THE STORY: Magical realism collides with manic vaudeville in a family drama unlike any you’ve ever seen. Fetuses swap philosophy while awaiting their birth, a daughter eats dirt and doesn’t speak, a father is about to drive away and never return, and there’s an apple tree growing through the walls of the house. Whipping from astonishing tenderness to profound humor and back again, SMOKEFALL explores the lives of a family in a lyrical treatise on the fragility of life and the power of love.
“…quixotic, gorgeous…[a] deeply moving family drama…[SMOKEFALL is] a very fine new American play…plays like this are rare and precious to an actor. [Noah Haidle] demonstrably has skin in the game instead of just stitching together a really clever ball, because there is compassion for ordinary people in the audience.” —Chicago Tribune.

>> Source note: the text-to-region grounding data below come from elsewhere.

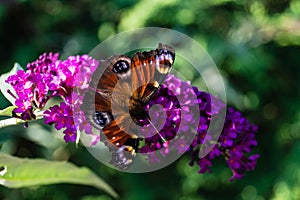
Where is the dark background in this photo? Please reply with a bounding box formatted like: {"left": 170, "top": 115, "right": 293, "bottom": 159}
{"left": 1, "top": 0, "right": 300, "bottom": 199}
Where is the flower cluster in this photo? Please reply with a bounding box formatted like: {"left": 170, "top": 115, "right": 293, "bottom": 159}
{"left": 6, "top": 53, "right": 98, "bottom": 142}
{"left": 138, "top": 74, "right": 259, "bottom": 181}
{"left": 5, "top": 53, "right": 259, "bottom": 180}
{"left": 138, "top": 75, "right": 199, "bottom": 154}
{"left": 188, "top": 88, "right": 259, "bottom": 181}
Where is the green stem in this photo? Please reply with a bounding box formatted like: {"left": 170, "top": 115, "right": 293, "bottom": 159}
{"left": 0, "top": 110, "right": 44, "bottom": 129}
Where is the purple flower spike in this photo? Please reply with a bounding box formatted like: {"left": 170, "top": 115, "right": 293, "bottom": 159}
{"left": 139, "top": 74, "right": 259, "bottom": 181}
{"left": 6, "top": 52, "right": 99, "bottom": 143}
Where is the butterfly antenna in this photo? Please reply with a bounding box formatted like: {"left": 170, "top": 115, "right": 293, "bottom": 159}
{"left": 146, "top": 116, "right": 167, "bottom": 143}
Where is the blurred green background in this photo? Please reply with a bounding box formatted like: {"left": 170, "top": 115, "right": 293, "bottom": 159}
{"left": 1, "top": 0, "right": 300, "bottom": 199}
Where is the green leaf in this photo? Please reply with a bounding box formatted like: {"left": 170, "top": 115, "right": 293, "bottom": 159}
{"left": 0, "top": 152, "right": 118, "bottom": 199}
{"left": 0, "top": 63, "right": 24, "bottom": 105}
{"left": 0, "top": 106, "right": 17, "bottom": 117}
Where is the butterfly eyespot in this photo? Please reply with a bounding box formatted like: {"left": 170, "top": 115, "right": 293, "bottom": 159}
{"left": 158, "top": 49, "right": 175, "bottom": 62}
{"left": 155, "top": 49, "right": 175, "bottom": 74}
{"left": 113, "top": 60, "right": 130, "bottom": 74}
{"left": 93, "top": 111, "right": 113, "bottom": 129}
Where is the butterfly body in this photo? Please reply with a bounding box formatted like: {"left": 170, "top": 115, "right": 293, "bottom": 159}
{"left": 82, "top": 43, "right": 175, "bottom": 169}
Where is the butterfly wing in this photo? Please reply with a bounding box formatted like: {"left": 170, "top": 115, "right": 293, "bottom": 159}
{"left": 82, "top": 54, "right": 138, "bottom": 169}
{"left": 130, "top": 43, "right": 175, "bottom": 103}
{"left": 82, "top": 55, "right": 131, "bottom": 130}
{"left": 127, "top": 43, "right": 175, "bottom": 129}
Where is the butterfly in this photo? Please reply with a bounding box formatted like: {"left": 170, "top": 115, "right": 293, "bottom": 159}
{"left": 82, "top": 43, "right": 175, "bottom": 169}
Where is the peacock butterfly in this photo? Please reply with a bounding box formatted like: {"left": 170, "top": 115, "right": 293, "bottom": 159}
{"left": 82, "top": 43, "right": 175, "bottom": 169}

“[Noah Haidle’s writing] is rich and nuanced…Haidle implies in SMOKEFALL that whatever individual family members do, and however our loved ones err, fail, and injure those closest to them, the notion of family, and a family’s history and love, will persist.” —The Daily Beast.
“SMOKEFALL is a glorious play…with a unique blend of sophistication and open-heartedness. It is a work that leaves you thinking about every human connection you have, whether on an intimate scale (with your family [and] romantic relationships), or the cosmic one (the whole grand cycle of life, love, loss, hope against hope, guilt, experience, inheritance and death). Haidle’s genius is that along with the pain and wistfulness come great bursts of true comic brilliance, so you leave the theater in a strange state of tearful exuberance.” —Chicago Sun-Times.